3.4 KiB

Raw Blame History

SD-CN-Animation Script

This script allows you to automate video stylization task using StableDiffusion and ControlNet. It uses a simple optical flow estimation algorithm to keep the animation stable and create an inpating mask that is used to generate the next frame. Here is an example of a video made with this script:

This script can also be using to swap the person in the video like in this example: https://youtube.com/shorts/be93_dIeZWU

Dependencies

To install all necessary dependencies run this command

pip install opencv-python opencv-contrib-python numpy tqdm

You have to set up the RAFT repository as it described here: https://github.com/princeton-vl/RAFT . Basically it just comes down to running "./download_models.sh" in RAFT folder to download the models.

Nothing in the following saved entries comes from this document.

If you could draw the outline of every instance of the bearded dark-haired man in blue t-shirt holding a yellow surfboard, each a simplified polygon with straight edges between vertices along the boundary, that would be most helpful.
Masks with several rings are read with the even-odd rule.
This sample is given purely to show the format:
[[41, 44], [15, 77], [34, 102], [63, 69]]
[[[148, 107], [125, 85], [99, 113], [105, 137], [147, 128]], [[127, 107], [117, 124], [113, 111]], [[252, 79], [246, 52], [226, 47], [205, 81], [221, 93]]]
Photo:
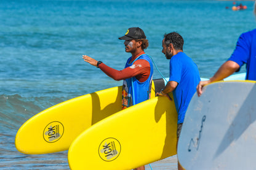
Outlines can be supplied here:
[[[166, 87], [160, 93], [156, 93], [158, 96], [169, 97], [167, 94], [173, 92], [178, 113], [177, 138], [180, 136], [188, 104], [200, 82], [198, 66], [183, 53], [183, 44], [183, 38], [178, 33], [172, 32], [164, 35], [162, 53], [170, 60], [170, 79]], [[178, 169], [182, 169], [179, 163]]]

To run the algorithm alongside Stable Diffusion with ControlNet in 640x640 resolution would require about 8GB of VRAM, as RAFT (current optical flow estimation method) takes about 3,7GB of memory.

Running the script

This script works on top of Automatic1111/web-ui interface via API. To run this script you have to set it up first. You also should have sd-webui-controlnet extension installed. You need to have control_hed-fp16 model installed. If you have web-ui with ControlNet working correctly do the following:

Go to the web-ui settings -> ControlNet tab -> Set "Allow other script to control this extension" checkbox to active and set "Multi ControlNet: Max models amount (requires restart)" to more then 2 -> press "Apply settings"
Run web-ui with '--api' flag. It also better to use '--xformers' flag, as you would need to have the highest resolution possible and using xformers memory optimization will greatly help.
bash webui.sh --xformers --api
Go to the script.py file and change main parameters (INPUT_VIDEO, OUTPUT_VIDEO, PROMPT, N_PROMPT, W, H) to the ones you need for your project. The script is pretty simple so you may change other parameters as well, although I would recommend to leave them as is for the first time.
Run the script with python3 script.py

Last version changes 0.3

Flow estimation algorithm is updated to RAFT method.
Difference map now computed as per-pixel maximum of warped first and second frame of the original video and occlusion map that is computed from forward and backward flow estimation.
Added keyframe detection that illuminates ghosting artifacts between the scenes.

Potential improvements

There are several ways overall quality of animation may be improved:

You may use a separate processing for each camera position to get a more consistent style of the characters and less ghosting.
Because the quality of the video depends on how good optical flow was estimated it might be beneficial to use high frame rate video as a source, so it would be easier to guess the flow properly.
The quality of flow estimation might be greatly improved with better flow estimation model like this one: https://github.com/autonomousvision/unimatch .
It is possible to lower VRAM requirements if precompute flow maps beforehand.